According to the Debt Management Office (DMO), Nigeria’s indebtedness to China stands at 83.57 per cent of its bilateral debt as of June 30, 2022, which totals $3.9 billion, an increase of 12.7 per cent from $3.5 billion in the same period of 2021.
Analysts have predicted that the recent decision by Beijing is not suitable for African countries with shallow local markets and slim policy and market shock absorbers.
According to them, China’s reluctance in debt restructuring and easing its lending conditions is bound to increase the vulnerabilities of some economies in Africa.
Data from Boston University Global Development Policy Centre states that in the last decade, the top 10 recipients of Chinese loans have been Angola, Zambia, Ethiopia, Kenya, Egypt, Nigeria, Cameroon, South Africa, DRC Congo and Ghana.
Bloomberg says that the rating agency, JP Morgan Chase, has flagged Ethiopia as having high repayment risk and under threat of reserve depletion by the end of 2023.
Zambia, which has defaulted on its Eurobonds and Ghana have asked for IMF bailouts that may include debt restructuring, and Egypt is seeking a new loan.
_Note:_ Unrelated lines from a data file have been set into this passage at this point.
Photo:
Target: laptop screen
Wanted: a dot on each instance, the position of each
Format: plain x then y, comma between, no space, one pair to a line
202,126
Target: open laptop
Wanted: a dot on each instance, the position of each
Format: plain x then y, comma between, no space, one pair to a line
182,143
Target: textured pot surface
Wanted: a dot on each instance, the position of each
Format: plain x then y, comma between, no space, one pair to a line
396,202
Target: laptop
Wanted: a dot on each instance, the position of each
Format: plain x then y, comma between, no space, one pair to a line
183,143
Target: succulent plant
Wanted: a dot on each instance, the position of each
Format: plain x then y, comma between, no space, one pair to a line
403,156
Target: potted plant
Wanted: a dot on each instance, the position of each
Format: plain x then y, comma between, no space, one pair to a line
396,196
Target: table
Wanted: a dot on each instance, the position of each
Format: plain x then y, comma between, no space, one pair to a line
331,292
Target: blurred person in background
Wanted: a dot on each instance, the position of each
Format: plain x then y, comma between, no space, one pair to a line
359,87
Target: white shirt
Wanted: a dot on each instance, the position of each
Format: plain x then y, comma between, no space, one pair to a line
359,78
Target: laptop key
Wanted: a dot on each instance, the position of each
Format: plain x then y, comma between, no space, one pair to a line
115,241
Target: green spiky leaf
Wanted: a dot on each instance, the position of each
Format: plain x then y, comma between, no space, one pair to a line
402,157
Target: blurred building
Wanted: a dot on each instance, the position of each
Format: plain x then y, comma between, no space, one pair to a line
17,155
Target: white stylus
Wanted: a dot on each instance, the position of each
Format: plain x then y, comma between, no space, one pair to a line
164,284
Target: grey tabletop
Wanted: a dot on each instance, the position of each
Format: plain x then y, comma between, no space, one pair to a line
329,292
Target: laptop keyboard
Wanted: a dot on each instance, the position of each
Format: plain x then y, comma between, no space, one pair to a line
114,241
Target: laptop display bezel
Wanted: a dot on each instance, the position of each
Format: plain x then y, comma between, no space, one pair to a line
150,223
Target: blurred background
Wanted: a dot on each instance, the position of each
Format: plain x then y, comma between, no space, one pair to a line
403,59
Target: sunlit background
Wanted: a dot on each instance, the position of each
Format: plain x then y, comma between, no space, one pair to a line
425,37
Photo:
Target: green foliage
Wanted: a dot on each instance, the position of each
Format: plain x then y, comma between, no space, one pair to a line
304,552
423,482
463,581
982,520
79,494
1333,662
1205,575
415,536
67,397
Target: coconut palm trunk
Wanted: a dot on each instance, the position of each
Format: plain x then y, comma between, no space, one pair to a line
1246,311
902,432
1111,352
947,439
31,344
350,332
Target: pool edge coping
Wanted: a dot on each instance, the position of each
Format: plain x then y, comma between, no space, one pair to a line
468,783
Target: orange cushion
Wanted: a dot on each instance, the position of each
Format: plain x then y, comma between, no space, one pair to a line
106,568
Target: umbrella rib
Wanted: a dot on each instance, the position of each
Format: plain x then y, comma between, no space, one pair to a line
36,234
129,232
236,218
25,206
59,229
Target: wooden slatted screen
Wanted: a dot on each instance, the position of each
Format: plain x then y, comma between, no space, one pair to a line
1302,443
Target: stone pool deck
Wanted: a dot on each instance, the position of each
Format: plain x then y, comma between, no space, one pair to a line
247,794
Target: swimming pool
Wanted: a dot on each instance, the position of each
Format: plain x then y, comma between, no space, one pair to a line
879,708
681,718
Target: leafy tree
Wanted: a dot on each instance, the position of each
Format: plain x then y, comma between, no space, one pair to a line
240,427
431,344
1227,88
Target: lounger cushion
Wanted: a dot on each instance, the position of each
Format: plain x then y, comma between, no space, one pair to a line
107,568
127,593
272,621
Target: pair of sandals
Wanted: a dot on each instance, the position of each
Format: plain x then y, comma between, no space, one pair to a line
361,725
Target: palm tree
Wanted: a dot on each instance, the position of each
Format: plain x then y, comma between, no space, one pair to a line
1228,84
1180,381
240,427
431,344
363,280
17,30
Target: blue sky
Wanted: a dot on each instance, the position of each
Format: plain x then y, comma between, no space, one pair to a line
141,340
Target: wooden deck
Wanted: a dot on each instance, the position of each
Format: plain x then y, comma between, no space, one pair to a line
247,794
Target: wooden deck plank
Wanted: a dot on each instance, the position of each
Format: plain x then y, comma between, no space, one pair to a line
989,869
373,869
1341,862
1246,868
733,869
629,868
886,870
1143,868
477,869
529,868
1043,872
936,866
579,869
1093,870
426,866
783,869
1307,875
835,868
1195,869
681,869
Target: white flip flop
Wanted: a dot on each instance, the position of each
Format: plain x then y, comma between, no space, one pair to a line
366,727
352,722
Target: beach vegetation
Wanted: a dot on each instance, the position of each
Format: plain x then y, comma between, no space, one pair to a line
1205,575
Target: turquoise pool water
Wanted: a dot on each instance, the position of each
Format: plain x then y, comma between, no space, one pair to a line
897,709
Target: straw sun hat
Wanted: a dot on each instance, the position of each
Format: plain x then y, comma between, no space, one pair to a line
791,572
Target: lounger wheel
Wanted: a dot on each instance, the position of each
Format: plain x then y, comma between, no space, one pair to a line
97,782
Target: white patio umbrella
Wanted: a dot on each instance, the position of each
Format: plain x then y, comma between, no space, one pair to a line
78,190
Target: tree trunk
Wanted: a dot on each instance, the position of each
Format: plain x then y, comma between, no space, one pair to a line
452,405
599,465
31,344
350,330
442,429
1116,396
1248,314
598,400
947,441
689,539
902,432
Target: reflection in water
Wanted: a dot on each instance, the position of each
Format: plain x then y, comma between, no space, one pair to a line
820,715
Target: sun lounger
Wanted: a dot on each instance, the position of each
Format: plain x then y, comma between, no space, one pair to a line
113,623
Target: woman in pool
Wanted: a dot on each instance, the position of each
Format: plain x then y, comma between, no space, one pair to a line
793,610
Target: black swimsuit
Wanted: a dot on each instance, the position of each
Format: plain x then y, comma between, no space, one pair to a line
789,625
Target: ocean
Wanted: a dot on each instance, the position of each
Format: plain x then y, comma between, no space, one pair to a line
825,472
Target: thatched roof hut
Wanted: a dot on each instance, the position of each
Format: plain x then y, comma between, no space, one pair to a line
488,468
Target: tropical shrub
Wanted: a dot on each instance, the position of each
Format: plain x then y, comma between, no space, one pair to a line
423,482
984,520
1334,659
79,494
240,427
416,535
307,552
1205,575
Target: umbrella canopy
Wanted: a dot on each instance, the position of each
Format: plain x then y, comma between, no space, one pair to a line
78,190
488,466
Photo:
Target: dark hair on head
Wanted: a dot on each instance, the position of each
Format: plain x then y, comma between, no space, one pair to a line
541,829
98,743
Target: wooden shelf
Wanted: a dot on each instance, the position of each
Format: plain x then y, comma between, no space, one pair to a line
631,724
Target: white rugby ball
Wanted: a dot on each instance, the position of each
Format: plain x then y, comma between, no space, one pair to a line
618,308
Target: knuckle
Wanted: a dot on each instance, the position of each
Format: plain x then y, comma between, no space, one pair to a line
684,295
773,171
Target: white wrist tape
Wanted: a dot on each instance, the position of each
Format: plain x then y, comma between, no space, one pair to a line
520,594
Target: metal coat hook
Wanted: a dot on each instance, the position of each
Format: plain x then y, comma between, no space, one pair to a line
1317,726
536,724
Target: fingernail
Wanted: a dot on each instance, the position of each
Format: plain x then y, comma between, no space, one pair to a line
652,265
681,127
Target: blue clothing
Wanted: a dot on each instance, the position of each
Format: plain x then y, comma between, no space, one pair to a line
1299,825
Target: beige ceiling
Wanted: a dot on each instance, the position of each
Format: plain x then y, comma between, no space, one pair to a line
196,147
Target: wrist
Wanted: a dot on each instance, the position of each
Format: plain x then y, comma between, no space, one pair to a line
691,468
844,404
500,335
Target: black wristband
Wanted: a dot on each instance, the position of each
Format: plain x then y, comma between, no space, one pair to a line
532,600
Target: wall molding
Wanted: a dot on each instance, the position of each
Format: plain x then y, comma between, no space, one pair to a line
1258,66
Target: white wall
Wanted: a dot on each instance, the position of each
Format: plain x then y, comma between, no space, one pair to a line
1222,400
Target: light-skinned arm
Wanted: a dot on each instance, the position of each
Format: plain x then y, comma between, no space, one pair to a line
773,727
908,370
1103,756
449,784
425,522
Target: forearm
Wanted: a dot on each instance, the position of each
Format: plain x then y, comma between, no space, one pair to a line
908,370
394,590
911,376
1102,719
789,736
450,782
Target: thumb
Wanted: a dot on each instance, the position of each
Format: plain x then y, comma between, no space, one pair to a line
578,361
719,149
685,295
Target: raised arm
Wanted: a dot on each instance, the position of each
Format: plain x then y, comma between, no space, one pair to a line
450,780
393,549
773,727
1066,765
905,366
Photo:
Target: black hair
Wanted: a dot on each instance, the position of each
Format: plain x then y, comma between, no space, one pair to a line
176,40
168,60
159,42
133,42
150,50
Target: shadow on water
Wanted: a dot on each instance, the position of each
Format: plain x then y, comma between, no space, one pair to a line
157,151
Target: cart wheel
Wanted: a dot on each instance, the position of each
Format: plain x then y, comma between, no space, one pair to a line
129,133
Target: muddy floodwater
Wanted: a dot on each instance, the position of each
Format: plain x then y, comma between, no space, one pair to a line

Nigeria’s debt management office said that Chinese loans are used to finance infrastructure projects in the country.
As of March 31, 2020, some of the projects include the Nigerian Railway Modernisation Project (Idu-Kaduna section), Abuja Light Rail, four airport terminal expansion projects in Abuja, Kano, Lagos and Port-Harcourt.
Others are railway modernisation projects such as the Lagos-Ibadan section and the rehabilitation and upgrading of the Abuja-Keffi-Makurdi Road project.